Qualitative and quantitative angiographic measurements were done using standard techniques with automated edge-detection algorithms (CASS-5, Pie-Medical, Maastricht, The Netherlands) in the angiographic analysis center of the Cardiovascular Research Foundation, Seoul, Korea. Angiographic restenosis was defined as a diameter stenosis >50% at follow-up angiography.
VH-IVUS examination of angiographic ISR lesions was performed before any intervention and after intracoronary administration of nitroglycerin 0.2 mg. The 2.9Fr IVUS imaging catheter (Eagle Eye, Volcano Corp., Rancho Cordova, California) incorporated a 20-MHz electronic-array transducer. The transducer was advanced into the distal reference segment, and an imaging run was performed back through the stent to the proximal reference segments using a motorized transducer pullback (0.5 mm/s).
Using pcVH software (Volcano Corp.), the region of interest was placed between the luminal border and the inner border of the struts to avoid stent strut artifacts ( Figure 1 ). VH-IVUS analysis coded tissue as green (fibrotic), yellow-green (fibrofatty), white (dense calcium), and red (necrotic core). Each neointima tissue component was represented as percentages of measured total IH (percent fibrous, percent fibrofatty, percent necrotic core, and percent dense calcium; Figure 2 ). VH-IVUS analysis was performed at sites of maximal percent IH and maximal percent necrotic core. IH area was defined as stent minus intrastent lumen area, and percent IH was calculated as (IH area/stent area × 100). In 31 lesions (21%) the major mechanism of ISR was dominant stent underexpansion (stent area <5 mm 2 and IH <50%). In addition, 3 ISR lesions (2%) yielded images of poor quality. Thus, after excluding these 34 lesions with underexpansion and little neointima, 117 lesions with significant IH (>50% of stent area) were included in VH-IVUS analysis.

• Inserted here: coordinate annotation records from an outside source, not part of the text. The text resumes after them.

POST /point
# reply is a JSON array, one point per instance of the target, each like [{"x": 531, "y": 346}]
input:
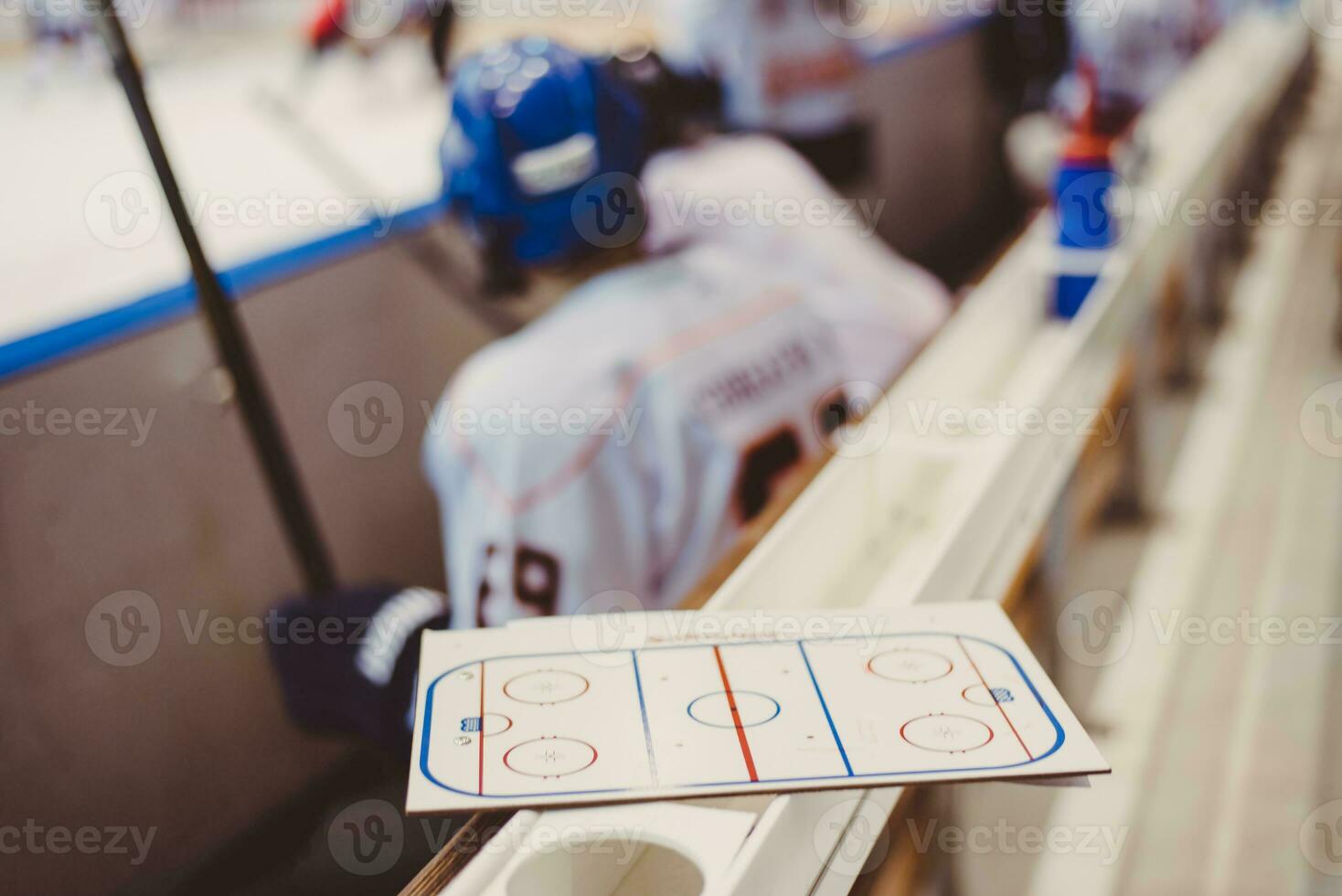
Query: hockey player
[
  {"x": 623, "y": 440},
  {"x": 640, "y": 424}
]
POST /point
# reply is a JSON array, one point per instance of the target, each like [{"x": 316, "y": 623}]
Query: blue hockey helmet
[{"x": 533, "y": 129}]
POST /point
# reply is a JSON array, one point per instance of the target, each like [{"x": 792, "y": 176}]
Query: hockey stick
[{"x": 229, "y": 338}]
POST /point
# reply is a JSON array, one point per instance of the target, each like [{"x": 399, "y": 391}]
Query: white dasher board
[{"x": 656, "y": 706}]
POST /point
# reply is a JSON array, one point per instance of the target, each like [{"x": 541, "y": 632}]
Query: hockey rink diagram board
[{"x": 518, "y": 724}]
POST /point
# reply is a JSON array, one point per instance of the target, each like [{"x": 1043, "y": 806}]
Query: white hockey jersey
[
  {"x": 780, "y": 68},
  {"x": 620, "y": 442}
]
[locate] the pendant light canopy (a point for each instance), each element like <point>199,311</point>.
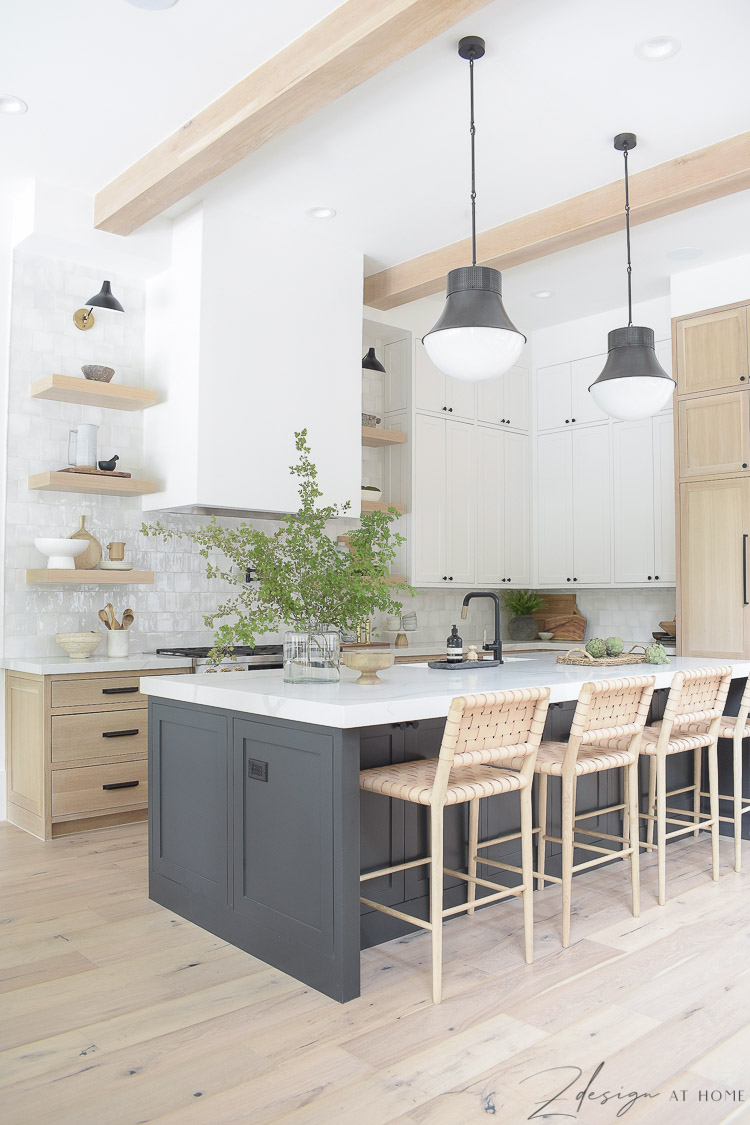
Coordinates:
<point>633,384</point>
<point>475,338</point>
<point>370,362</point>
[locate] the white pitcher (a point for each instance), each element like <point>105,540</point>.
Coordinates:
<point>84,437</point>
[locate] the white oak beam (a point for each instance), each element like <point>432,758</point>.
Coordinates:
<point>686,181</point>
<point>349,46</point>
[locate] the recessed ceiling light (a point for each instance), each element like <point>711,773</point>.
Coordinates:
<point>153,5</point>
<point>658,47</point>
<point>11,105</point>
<point>684,253</point>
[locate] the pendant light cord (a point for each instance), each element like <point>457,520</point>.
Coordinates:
<point>630,268</point>
<point>472,131</point>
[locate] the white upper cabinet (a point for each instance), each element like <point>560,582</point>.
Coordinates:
<point>572,507</point>
<point>553,398</point>
<point>583,374</point>
<point>643,470</point>
<point>505,401</point>
<point>439,393</point>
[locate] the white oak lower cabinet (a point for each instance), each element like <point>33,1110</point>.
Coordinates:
<point>503,507</point>
<point>77,750</point>
<point>713,614</point>
<point>643,476</point>
<point>574,507</point>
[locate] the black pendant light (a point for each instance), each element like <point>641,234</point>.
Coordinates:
<point>473,339</point>
<point>633,384</point>
<point>370,362</point>
<point>83,317</point>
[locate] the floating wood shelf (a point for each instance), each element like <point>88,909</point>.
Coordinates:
<point>380,505</point>
<point>70,388</point>
<point>371,435</point>
<point>83,483</point>
<point>90,577</point>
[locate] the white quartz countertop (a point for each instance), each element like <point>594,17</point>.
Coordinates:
<point>63,665</point>
<point>408,691</point>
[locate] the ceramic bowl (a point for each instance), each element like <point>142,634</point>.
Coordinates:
<point>79,646</point>
<point>61,552</point>
<point>369,665</point>
<point>97,372</point>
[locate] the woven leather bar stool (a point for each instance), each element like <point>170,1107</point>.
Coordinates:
<point>482,732</point>
<point>696,699</point>
<point>613,709</point>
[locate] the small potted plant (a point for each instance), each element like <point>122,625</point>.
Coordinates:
<point>299,578</point>
<point>521,604</point>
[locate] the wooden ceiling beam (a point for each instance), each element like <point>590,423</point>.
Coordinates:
<point>352,44</point>
<point>686,181</point>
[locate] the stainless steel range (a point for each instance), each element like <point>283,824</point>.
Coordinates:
<point>243,659</point>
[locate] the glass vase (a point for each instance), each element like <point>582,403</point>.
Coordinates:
<point>312,656</point>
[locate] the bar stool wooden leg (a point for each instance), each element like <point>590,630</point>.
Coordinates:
<point>473,839</point>
<point>713,803</point>
<point>527,872</point>
<point>541,843</point>
<point>737,773</point>
<point>436,900</point>
<point>697,764</point>
<point>567,836</point>
<point>661,825</point>
<point>633,833</point>
<point>652,798</point>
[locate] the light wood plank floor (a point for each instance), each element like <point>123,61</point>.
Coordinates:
<point>115,1011</point>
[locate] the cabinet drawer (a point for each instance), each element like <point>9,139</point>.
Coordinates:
<point>87,691</point>
<point>117,734</point>
<point>86,789</point>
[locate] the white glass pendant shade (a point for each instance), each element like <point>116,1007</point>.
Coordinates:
<point>473,338</point>
<point>633,385</point>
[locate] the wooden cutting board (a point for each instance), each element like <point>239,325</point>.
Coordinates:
<point>91,556</point>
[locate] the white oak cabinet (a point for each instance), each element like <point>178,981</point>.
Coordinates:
<point>439,393</point>
<point>505,401</point>
<point>643,478</point>
<point>503,507</point>
<point>444,497</point>
<point>574,507</point>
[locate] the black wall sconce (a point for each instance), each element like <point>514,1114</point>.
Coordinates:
<point>83,317</point>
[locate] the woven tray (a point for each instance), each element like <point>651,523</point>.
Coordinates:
<point>581,657</point>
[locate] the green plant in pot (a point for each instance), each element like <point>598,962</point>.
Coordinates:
<point>303,581</point>
<point>521,604</point>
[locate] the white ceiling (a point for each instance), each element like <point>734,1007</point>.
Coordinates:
<point>106,81</point>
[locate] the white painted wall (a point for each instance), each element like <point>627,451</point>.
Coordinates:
<point>279,339</point>
<point>711,286</point>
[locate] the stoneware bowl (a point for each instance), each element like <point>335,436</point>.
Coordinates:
<point>61,552</point>
<point>79,646</point>
<point>369,665</point>
<point>97,372</point>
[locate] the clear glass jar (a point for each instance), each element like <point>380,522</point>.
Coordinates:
<point>312,656</point>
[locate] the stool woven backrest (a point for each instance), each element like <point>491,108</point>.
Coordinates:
<point>491,729</point>
<point>611,709</point>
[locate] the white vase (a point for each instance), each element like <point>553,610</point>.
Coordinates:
<point>118,642</point>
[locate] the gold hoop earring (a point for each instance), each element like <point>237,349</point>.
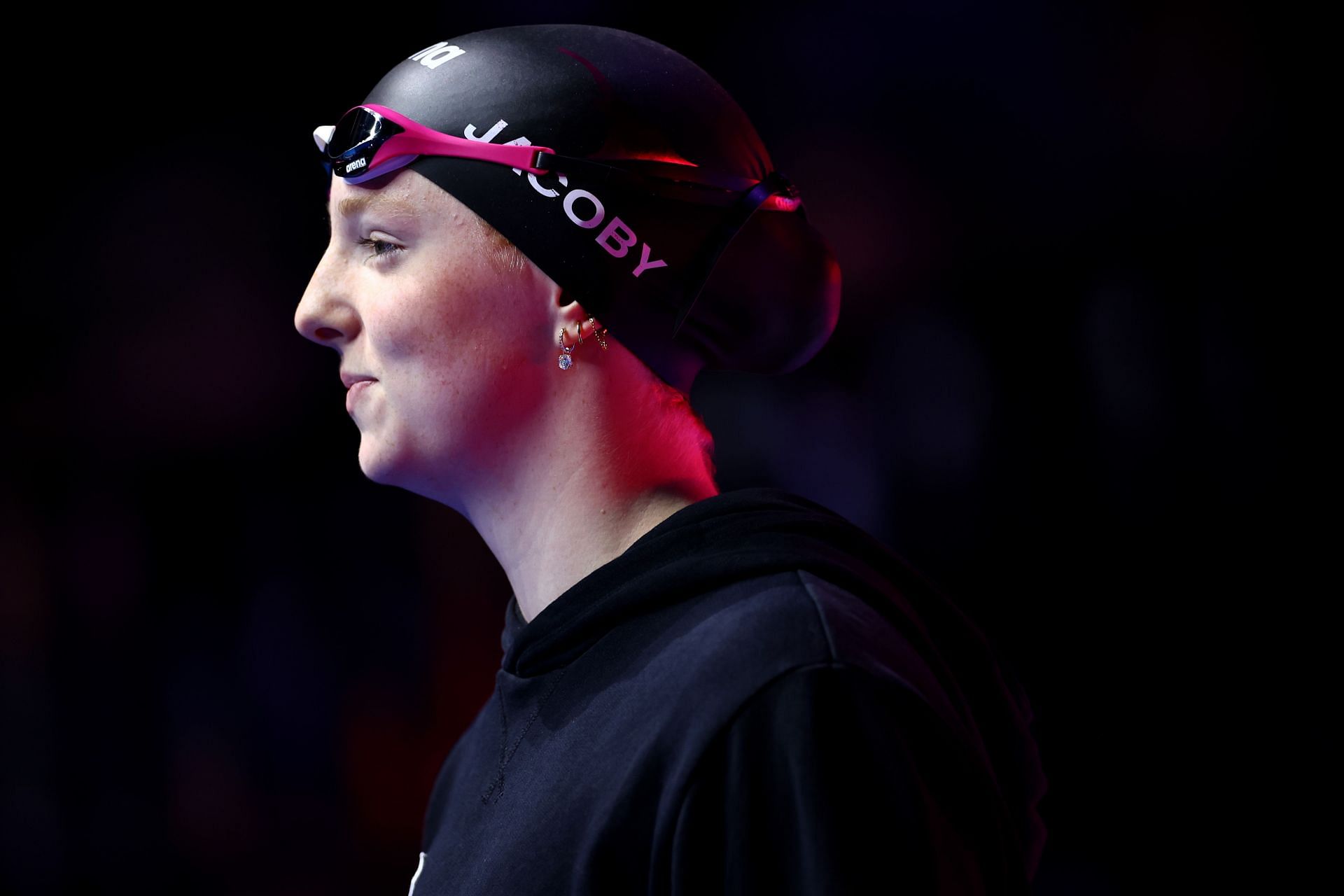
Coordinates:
<point>566,359</point>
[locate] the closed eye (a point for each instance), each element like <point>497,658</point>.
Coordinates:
<point>382,248</point>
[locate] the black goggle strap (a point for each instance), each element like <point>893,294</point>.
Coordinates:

All values are expressed as mean ± SD (continuous variables) or count and percentage (categorical variables). Continuous variables were compared by unpaired or paired t test or nonparametric Mann-Whitney test; categorical variables were compared with chi-square statistics or Fisher’s exact test. All p values are 2-sided, and p values <0.05 were considered statistically significant. Stepwise multiple linear regression analysis was performed to assess independent predictors for percent necrotic core of the neointima, including variables such as age, gender, follow-up time, statin treatment, C-reactive protein, diabetes mellitus, stent type (DES vs BMS), and acute coronary syndrome. In addition, interactions between follow-up time and other presenting variables were assessed. Assumptions of linear regression were confirmed by residual plots and no relevant violations were found. A p value <0.05 were considered statistically significant. All statistical analyses were performed using SAS 9.1 (SAS Institute, Cary, North Carolina).
Results
Clinical and lesion characteristics and IVUS data are presented in Tables 1 and 2 . There were 47 BMS-treated lesions and 70 DES-treated lesions (24 lesions with sirolimus-eluting stents and 46 lesions with paclitaxel-eluting stents). Overall, follow-up time from implantation to ISR and VH-IVUS imaging was 24.1 ± 27.3 months; however, follow-up time in BMS-treated lesions (43.5 ± 33.8 months, range 94.4 to 119.2) was longer than in DES-treated lesions (11.1 ± 7.8 months, range 4.2 to 33.1, p <0.001).